Vermont Economy at a Glance

  • FY12 Budget Shortfall: $176 million, or 14%
    • One Family's Share: $1,132
  • Population: 621,760   Unemployment Rate: 6.2%   Poverty Rate: 9.4%
  • Median Household Income: $50,619
  • Potential Public Revenue from tax on natural resource extraction: $1,2 Billion / year
    • One Family's Share: $7,720 yearly
    • Currently collected by corporations tax-free
  • Cumulative Afghan & Iraq War Cost to Vermont:
    • $1,724,493,495 ...Not counting the cost of the illegal war in Libya!
    • One Family's Share: $11,904
Full Documentation on the Cost of War to Vermont families courtesy of CostOfWar.com.
Nov 252012
 
ceredwyn240

 

This post is in honor of fellow Riptonite Ceredwyn Alexander, an EMT First Responder who has just travelled to New Jersey to do hurricane relief. Ceredwyn was featured in the Addison Independent, you can read the article here.

Our Emergency Services are gutted and unready. The Vermont Guard was illegally deployed to Afghanistan, and our Guard’s equipment shipped off to Iraq.

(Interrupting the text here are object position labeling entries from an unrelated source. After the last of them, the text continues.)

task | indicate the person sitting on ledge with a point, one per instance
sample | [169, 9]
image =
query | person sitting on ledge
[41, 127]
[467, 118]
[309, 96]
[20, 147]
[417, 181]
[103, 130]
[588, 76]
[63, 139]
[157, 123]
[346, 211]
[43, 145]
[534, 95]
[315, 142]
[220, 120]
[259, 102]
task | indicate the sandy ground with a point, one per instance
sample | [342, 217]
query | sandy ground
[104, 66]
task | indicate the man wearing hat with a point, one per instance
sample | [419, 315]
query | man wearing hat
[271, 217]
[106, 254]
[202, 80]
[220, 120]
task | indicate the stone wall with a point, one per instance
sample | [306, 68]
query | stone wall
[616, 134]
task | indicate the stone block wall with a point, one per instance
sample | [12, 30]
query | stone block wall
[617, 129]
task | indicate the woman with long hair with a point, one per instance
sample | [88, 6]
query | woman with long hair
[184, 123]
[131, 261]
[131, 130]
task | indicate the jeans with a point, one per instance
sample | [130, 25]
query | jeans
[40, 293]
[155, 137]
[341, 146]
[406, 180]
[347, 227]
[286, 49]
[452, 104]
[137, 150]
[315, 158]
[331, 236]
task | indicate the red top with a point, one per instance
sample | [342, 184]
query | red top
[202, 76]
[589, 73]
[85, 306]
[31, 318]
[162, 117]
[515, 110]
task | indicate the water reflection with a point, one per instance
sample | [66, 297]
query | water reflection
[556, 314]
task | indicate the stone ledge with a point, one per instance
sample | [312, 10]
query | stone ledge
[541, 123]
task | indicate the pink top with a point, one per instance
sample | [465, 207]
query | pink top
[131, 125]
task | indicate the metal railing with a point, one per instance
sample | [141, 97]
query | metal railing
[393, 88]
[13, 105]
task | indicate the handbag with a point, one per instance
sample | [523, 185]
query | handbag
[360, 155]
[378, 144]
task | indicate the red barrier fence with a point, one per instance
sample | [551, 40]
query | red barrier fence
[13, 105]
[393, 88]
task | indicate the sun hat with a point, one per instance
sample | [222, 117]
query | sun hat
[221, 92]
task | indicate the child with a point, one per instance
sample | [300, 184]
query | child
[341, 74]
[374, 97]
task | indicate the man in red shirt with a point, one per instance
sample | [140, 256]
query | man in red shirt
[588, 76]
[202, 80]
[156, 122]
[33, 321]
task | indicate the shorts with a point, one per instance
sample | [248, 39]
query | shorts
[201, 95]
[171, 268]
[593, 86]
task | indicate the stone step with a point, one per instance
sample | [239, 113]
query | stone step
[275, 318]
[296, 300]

Then Hurricane Irene hit Vermont… our Addison elected officials were nowhere to be found. But First Responders from other States travelled to Vermont, to help. The New Jersey Guard sent us two helicopters because we were left with only one med-evac helicopter shared with N.H.

“Doctors Without Borders are operating in the United States for the first time ever.”, Alexander reports.

When extreme centralization breaks down, folks find their own communities, and do for themselves. Extreme centralization is what I have been running for VT Senate against. We can’t afford it.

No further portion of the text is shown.